There were a number of ethical research issues raised that would improve the application of risk algorithms applied to suicide prevention. They include:
- Research is needed to assess stakeholder priorities and perspectives on these issues, that in turn can inform risk algorithm applications. For example, to what degree do patients see algorithm use as ‘intrusive’?
- Research is needed that tests approaches to educating patients about risk categories and how clinical care and personal actions may change risk status.
- There is a need to develop a body of standards to help institutions understand when another stakeholder’s algorithm provides better standard practice, and how that is translated to patients.
Other Issues in the Final Discussion
- Participants discussed many additional data points that although seemingly distal, could potentially enhance algorithm performance in predicting suicide risk.

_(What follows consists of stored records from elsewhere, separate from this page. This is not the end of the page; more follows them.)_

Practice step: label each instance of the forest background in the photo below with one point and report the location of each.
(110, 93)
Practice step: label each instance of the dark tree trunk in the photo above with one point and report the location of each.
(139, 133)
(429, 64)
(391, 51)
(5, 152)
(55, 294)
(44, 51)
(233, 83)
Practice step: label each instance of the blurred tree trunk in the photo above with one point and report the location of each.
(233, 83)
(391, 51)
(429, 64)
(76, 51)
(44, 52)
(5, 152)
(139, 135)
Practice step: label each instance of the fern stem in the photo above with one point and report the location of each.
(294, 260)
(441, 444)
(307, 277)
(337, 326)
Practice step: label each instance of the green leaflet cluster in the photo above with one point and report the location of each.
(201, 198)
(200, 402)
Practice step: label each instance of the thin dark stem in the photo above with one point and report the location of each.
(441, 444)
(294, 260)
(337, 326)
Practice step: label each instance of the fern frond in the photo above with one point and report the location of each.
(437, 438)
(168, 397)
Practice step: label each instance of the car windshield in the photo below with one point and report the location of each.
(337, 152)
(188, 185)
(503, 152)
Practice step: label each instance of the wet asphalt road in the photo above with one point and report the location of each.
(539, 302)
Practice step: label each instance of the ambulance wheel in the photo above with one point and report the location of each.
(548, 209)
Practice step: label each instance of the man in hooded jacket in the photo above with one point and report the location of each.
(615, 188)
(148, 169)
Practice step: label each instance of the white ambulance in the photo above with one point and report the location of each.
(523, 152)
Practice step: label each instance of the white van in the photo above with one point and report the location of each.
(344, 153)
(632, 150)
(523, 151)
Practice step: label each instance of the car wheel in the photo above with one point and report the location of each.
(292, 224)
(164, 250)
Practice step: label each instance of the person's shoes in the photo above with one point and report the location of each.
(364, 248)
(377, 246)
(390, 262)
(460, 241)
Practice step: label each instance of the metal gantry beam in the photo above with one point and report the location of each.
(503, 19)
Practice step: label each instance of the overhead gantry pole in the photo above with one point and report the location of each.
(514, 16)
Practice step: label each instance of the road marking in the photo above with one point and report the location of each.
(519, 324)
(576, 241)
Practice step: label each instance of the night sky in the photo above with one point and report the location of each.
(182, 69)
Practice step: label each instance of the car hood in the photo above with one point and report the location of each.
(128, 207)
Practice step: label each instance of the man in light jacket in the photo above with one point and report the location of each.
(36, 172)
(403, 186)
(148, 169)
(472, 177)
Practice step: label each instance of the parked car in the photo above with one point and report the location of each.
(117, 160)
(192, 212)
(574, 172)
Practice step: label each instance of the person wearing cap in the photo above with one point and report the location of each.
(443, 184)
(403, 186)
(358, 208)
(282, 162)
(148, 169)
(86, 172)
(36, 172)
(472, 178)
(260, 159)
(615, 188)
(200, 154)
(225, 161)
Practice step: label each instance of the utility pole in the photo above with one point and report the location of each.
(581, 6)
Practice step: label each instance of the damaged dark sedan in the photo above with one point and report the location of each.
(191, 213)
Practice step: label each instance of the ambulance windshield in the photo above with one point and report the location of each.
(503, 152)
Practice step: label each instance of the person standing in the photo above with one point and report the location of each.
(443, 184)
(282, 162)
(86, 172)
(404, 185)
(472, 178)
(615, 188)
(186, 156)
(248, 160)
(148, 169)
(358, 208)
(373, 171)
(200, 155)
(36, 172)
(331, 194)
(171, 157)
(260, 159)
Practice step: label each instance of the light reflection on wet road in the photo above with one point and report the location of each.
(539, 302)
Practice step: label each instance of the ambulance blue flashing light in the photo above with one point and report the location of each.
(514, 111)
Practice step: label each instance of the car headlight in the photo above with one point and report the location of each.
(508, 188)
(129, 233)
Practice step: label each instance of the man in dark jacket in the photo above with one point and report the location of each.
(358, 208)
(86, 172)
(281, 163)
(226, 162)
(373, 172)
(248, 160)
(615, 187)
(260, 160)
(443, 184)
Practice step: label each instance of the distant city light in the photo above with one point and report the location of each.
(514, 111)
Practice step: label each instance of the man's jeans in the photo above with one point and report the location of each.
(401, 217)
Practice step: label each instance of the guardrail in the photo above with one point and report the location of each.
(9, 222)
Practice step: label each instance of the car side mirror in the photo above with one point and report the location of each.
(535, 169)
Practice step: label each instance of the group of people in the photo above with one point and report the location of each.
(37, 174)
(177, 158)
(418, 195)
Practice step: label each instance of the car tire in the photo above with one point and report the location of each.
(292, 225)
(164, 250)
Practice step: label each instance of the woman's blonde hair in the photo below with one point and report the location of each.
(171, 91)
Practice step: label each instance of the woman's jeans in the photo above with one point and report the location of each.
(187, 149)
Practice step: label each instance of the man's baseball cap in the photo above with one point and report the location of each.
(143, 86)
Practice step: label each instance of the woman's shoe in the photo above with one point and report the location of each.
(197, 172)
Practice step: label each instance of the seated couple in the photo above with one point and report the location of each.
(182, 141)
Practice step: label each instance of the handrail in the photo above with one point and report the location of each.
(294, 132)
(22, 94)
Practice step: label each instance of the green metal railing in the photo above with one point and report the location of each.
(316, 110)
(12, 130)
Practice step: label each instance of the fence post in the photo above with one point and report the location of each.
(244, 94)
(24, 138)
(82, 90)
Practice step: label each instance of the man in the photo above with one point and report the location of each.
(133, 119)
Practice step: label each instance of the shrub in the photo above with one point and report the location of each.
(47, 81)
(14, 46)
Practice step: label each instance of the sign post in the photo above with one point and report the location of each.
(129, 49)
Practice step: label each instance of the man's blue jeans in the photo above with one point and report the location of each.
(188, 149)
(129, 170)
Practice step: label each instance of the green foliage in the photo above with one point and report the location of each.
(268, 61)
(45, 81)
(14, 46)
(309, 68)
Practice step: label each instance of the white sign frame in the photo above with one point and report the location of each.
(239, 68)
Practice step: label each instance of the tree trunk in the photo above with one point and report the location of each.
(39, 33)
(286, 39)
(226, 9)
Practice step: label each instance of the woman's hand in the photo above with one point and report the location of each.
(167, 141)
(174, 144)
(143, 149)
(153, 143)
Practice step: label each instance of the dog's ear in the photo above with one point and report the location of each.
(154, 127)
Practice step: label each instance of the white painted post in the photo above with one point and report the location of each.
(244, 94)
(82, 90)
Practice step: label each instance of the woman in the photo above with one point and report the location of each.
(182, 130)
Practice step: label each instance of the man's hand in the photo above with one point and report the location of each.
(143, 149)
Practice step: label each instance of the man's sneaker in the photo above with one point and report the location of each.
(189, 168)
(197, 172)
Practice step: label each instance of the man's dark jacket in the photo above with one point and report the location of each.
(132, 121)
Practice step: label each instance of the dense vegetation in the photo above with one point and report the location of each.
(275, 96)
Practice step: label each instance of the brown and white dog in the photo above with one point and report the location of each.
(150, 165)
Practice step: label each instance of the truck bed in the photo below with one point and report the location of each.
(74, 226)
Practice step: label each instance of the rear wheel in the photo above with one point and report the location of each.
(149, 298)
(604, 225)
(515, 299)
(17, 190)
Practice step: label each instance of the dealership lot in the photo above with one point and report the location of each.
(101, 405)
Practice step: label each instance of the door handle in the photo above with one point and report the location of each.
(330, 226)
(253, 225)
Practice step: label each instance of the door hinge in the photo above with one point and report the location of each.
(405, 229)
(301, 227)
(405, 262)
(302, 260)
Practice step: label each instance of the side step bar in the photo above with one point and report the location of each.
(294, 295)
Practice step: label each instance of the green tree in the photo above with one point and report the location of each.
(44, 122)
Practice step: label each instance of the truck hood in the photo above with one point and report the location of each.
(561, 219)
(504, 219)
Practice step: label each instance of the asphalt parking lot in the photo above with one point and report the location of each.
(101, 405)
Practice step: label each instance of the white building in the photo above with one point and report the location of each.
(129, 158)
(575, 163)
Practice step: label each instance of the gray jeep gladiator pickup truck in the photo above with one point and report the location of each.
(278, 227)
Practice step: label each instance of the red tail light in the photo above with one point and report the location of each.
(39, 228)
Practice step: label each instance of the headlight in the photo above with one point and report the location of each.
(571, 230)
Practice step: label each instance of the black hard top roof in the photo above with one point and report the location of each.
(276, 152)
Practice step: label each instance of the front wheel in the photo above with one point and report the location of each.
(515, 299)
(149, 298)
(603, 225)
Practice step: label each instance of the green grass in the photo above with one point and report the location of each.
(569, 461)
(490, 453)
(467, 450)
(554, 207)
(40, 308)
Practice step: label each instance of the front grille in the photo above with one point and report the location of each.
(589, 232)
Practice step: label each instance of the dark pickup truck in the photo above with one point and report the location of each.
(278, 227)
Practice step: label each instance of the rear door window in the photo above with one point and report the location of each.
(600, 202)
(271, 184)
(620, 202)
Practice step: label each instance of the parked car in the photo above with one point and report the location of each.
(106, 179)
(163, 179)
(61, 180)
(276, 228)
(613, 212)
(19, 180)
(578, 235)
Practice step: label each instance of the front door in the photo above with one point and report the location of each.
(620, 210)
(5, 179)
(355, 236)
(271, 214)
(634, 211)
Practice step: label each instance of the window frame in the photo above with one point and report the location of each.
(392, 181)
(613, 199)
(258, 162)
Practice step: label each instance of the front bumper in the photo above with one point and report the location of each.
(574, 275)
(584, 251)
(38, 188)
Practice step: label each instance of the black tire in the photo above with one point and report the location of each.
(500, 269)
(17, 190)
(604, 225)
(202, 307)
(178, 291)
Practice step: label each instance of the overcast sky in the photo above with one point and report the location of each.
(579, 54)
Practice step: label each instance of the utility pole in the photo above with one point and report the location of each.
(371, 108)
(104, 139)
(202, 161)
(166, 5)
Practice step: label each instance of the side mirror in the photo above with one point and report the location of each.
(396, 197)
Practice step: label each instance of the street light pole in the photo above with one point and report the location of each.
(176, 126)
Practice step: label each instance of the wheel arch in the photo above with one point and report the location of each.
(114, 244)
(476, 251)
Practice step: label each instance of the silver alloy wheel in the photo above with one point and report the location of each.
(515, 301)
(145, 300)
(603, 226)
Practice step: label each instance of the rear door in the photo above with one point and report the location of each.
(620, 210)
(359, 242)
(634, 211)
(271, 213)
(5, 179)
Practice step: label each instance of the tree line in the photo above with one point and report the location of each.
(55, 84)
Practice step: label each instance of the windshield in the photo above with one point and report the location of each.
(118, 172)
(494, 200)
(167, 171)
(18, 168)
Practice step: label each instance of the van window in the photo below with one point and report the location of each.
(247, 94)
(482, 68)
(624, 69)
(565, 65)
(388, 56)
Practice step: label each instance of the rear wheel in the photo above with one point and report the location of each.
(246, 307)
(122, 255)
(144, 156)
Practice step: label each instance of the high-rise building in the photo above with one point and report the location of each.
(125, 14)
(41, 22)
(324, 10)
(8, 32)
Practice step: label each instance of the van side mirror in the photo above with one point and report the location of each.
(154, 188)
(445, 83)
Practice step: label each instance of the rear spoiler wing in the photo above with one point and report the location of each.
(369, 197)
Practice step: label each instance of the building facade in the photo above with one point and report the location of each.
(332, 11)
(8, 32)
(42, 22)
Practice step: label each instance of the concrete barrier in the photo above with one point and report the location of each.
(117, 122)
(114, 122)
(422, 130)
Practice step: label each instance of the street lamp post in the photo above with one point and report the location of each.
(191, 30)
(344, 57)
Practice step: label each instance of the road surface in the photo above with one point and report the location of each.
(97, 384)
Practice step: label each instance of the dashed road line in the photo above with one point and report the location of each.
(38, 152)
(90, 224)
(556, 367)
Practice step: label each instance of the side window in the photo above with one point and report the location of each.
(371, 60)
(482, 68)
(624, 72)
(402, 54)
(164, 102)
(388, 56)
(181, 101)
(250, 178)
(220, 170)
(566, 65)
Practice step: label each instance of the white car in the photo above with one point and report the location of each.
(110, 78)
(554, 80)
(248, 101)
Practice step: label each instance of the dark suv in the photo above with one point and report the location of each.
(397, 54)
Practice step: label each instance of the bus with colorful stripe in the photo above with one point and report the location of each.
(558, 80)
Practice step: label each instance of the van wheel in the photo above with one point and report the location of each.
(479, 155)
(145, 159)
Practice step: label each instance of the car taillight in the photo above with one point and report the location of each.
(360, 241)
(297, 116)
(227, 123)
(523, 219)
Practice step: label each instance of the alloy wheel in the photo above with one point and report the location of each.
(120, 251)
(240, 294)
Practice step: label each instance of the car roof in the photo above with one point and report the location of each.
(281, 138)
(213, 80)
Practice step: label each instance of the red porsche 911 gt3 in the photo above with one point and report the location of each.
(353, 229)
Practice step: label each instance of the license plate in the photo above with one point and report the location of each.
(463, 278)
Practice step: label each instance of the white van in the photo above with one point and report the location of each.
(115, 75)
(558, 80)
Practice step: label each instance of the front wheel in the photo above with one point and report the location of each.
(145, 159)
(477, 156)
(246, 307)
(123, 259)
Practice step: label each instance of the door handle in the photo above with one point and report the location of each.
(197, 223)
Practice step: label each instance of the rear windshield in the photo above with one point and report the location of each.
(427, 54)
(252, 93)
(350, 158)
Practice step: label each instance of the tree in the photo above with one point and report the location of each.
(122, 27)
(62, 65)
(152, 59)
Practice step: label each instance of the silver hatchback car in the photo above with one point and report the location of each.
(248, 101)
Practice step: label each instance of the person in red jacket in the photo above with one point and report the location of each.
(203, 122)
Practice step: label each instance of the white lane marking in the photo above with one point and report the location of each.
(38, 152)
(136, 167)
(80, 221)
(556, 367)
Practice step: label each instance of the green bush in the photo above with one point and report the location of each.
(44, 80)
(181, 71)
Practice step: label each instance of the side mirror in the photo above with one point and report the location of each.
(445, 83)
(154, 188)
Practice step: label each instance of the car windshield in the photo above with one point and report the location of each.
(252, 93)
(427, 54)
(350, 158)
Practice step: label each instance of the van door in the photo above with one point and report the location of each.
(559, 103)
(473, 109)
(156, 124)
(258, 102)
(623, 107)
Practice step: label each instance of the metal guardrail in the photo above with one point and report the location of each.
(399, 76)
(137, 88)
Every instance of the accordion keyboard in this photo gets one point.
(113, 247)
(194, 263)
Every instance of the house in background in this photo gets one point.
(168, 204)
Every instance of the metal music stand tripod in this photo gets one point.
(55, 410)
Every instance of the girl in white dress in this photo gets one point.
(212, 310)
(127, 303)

This included information on the physical environment, such as rurality, altitude, and extreme weather.
- Although predictive tools could be updated to include new interventions and treatments, clinicians should avoid using predictive models to make causal inferences about the direct effects of interventions on patient risk.
- It may be helpful for providers and patients to know that they have access to the input factors (e.g., self-reported symptoms; test results; billed services) that feed into various levels of risk indication calculations.
- Many participants felt that predictive risk models are best used as inputs for clinical decision-making models. This key goal of translating algorithms into action requires input from experts in clinical care, statistical design, healthcare delivery, and qualitative research.
Finally, but certainly not least important, clinicians need to understand that individuals identified at higher risk for suicide may be at elevated risk for other adverse outcomes and events (i.e. multiple morbidities and mortality), and these individuals may also require additional treatments and interventions that are tailored to their particular needs.